About 43 million Americans--one in five adults--read below a third-grade level; in Arkansas, one in seven adults. That means they have difficulty filling out a job application, understanding a newspaper article, reading a ballot, or reading a book to their children.
Literacy is the foundation of everything. Low literacy reduces income, health, and quality of life for individuals and families, and increases costs for society.
Developing a skilled workforce is important to our state's economy. According to the Barbara Bush Foundation for Family Literacy, the average annual income of adults with low literacy who are employed is $34,000, nearly two times lower than the incomes of workers with even slightly higher levels of literacy, and about two-thirds of employed adults with low literacy earn less than $16,000 per year. Currently, the state supports 23 adult literacy councils, which in fiscal year 2022 served just over 1,500 low-level adult learners
By providing educational opportunities for low-level adult learners, we can lay the framework for them to learn skills and earn the credentials to lead them to available job opportunities and help them achieve self-sufficiency.
Patricia, who has been an English as a Second Language student with the Van Buren County Literacy Council for several years, is an example of this. In addition to English reading and writing, the council helped her study for her citizenship test.

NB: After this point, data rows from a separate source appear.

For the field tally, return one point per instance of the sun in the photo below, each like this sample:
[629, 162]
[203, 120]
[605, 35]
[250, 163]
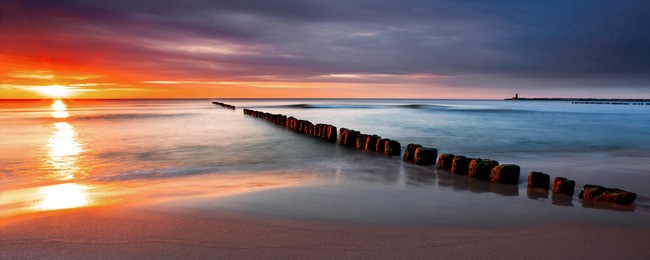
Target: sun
[54, 91]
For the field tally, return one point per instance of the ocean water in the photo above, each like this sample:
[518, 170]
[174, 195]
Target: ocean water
[191, 154]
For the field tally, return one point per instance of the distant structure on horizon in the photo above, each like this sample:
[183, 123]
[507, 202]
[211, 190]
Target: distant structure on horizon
[606, 101]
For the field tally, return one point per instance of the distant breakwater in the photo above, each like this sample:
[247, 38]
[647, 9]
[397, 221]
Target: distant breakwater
[474, 168]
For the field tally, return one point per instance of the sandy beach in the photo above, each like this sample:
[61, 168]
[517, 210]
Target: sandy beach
[136, 233]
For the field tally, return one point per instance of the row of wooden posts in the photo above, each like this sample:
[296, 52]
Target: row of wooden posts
[475, 168]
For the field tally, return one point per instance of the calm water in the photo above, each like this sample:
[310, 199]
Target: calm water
[66, 154]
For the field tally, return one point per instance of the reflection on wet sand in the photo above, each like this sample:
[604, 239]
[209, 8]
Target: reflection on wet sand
[62, 196]
[608, 205]
[63, 151]
[462, 183]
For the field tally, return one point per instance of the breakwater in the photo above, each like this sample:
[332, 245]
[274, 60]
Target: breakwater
[473, 168]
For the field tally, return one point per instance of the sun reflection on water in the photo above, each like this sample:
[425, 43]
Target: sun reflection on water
[62, 147]
[62, 196]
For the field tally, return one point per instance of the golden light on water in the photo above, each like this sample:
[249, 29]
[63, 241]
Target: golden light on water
[62, 196]
[62, 147]
[53, 91]
[59, 109]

Soon after she became a citizen in November of 2020, she got a new job in a tire manufacturing plant in Conway. She learned her job duties very quickly and became more confident with her English communication. Recently, she was promoted to team leader and received a substantial raise. She continues to come to class to improve her English and someday earn her GED.
Founded in 1971, Adult Learning Alliance was created to advocate, train, fund, and support a statewide network of community-based literacy councils that are providing those educational opportunities. Through a team of 300-plus volunteer tutors, adult learners received free one-on-one tutoring or classes in reading, digital, math, health, English, and financial literacy.
With a population of about 3 million, we have barely touched 1 percent of those Arkansans who need our services. We need to improve literacy and give all Arkansans the opportunity to succeed, and one guaranteed way to do that is to increase adult literacy funding.
Adult Learning Alliance of Arkansas is the statewide nonprofit that provides structure and support to county-level literacy councils serving adults in over 50 Arkansas counties.